The first was a request from the Elderly Assistance Fund for $5,000. The fund helps seniors in town with a variety of needs. In recent years, it has paid for snowplowing services, which came to approximately $5,000 or a little more each year.

The fund currently has approximately $50,000.

Kocsis urged voters to defeat the article because the Elderly Assistance Fund had a balance that exceeded the funding request. Voters defeated the request in a standing vote, 73–65.

Also defeated: a request for $2,000 to fund a public fireworks display.

Hannah Gantt, chair of the town picnic and fireworks committee, asked to amend the request to $5,000, the minimum needed by the fireworks company to host a show. Private donations did not come through, she said.

At this point, she said, it looks like the fireworks show will be cancelled this summer.

Berryere spoke in favor of funding the fireworks display because it drew people from surrounding towns to Vernon. A member of the fire department said the evening also acted as a fundraiser for the department.

Voters defeated the amendment and then defeated the article.

The atmosphere in the room felt tense when Terry Hyland, a staff member with Visiting Nurses of Vermont and New Hampshire, stood to speak to the organization's request for $3,250.

The organization delivers in-home medical and hospice care to area residents. According to Hyland, last year the organization served 33 patients in town and made 561 home visits. It also provided approximately $22,000 in charity services in Vernon, he said.

Andrew Gantt said, since the audience had already voted down money for seniors and picnic for the kids, they should also defeat the Visiting Nurses' request.

Kocsis quickly stood to remind the audience that he had urged to defeat the Elderly Assistance Fund article because the account already held more money than the committee would spend in a year.

Former Rep.

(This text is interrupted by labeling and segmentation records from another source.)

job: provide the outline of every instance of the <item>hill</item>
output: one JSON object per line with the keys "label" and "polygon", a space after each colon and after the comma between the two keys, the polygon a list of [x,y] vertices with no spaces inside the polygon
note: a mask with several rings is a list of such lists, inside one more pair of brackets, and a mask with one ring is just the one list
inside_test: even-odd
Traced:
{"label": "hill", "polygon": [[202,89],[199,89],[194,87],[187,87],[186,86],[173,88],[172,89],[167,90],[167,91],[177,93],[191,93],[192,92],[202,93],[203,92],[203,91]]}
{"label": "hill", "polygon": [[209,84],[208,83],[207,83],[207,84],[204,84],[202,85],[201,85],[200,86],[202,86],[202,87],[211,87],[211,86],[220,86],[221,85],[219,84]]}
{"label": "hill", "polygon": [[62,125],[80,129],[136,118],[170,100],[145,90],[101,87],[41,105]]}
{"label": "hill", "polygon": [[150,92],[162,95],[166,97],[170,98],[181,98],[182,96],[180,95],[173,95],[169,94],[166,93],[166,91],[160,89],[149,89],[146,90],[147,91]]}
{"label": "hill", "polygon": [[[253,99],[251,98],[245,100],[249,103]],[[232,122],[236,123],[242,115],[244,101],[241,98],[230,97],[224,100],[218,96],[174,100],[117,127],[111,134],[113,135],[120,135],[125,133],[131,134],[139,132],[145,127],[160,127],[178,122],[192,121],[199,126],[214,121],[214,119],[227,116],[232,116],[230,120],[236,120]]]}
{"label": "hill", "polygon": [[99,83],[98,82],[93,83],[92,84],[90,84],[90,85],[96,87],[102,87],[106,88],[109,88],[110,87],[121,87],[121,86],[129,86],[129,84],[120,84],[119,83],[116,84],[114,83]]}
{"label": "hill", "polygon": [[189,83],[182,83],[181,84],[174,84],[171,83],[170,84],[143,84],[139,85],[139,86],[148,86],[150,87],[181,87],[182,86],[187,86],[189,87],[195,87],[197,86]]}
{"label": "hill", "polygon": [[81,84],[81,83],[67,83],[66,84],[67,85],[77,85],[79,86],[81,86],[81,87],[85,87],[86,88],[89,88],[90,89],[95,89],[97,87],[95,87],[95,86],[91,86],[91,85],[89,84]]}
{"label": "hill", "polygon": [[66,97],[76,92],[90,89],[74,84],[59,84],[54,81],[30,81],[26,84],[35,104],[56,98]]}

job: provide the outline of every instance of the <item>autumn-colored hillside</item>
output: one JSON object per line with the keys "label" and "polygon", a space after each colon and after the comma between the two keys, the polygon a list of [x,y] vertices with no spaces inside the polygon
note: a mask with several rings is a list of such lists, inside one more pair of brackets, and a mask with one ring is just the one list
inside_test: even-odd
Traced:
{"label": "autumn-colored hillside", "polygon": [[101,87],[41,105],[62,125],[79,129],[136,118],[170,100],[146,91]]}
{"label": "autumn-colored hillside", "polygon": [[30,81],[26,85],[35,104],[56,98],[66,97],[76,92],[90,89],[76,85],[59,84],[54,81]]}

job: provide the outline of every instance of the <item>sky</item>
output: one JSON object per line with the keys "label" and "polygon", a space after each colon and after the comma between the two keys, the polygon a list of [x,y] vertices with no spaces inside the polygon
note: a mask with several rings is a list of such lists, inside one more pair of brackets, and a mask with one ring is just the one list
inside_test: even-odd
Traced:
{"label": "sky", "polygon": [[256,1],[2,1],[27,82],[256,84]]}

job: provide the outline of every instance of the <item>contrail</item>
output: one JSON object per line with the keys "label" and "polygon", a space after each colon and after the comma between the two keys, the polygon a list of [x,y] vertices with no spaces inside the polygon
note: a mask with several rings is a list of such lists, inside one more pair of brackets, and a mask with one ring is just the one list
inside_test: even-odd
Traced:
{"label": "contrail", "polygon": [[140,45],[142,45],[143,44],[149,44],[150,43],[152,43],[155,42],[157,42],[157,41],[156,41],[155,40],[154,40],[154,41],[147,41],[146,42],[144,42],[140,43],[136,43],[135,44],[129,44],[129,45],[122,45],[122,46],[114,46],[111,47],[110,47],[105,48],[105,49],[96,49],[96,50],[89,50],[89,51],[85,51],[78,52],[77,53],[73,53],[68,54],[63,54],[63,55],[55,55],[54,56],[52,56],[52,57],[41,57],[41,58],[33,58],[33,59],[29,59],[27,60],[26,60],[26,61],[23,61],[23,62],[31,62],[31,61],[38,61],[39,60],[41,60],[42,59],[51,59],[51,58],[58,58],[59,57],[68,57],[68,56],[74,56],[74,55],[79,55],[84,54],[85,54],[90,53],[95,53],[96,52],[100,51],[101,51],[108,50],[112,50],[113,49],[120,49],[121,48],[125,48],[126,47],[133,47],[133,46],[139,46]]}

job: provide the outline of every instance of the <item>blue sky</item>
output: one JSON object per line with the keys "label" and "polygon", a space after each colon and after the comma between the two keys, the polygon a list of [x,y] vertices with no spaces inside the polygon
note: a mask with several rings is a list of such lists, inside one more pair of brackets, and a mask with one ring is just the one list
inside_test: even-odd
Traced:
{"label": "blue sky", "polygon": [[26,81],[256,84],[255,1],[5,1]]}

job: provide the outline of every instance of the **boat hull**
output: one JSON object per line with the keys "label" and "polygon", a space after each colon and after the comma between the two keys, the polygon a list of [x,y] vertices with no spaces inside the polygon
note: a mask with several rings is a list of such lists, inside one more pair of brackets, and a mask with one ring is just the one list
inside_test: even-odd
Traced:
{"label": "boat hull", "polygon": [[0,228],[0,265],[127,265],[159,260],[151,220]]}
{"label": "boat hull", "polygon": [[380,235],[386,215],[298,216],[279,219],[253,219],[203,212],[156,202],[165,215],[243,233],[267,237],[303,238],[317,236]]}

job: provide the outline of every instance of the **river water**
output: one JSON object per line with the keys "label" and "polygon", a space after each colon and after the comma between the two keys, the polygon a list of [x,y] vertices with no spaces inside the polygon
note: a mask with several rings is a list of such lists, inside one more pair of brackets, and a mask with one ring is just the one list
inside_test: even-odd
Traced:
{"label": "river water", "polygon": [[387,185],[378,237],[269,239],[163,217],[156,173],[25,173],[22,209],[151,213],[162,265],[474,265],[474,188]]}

Patty O'Donnell said that without visiting nurses, many people in Vernon would not receive quality medical care.

“We are better than this,” she said. “This is literally pennies for our houses.”

Voters approved the visiting nurses' request.

Ballot items

None of the races were contested at the polls Tuesday, when 647 of the town's 1,817 registered voters cast ballots. Eighty-four people returned absentee ballots.

Incumbents Jean Carr and Christopher Parker were re-elected to the Selectboard. Town Clerk Tim Arsenault was reelected, as was Town Treasurer Cindy Turnley.

On the school side, incumbent Chad Mulverhill was re-elected to the School Board. The $6,353,800 school budget passed, 289–199, with 159 people leaving the question blank.

The fiscal year 2021 school budget represents per-pupil spending of $17,178 and an increase in per-pupil spending of 5.8 percent compared to the current fiscal year.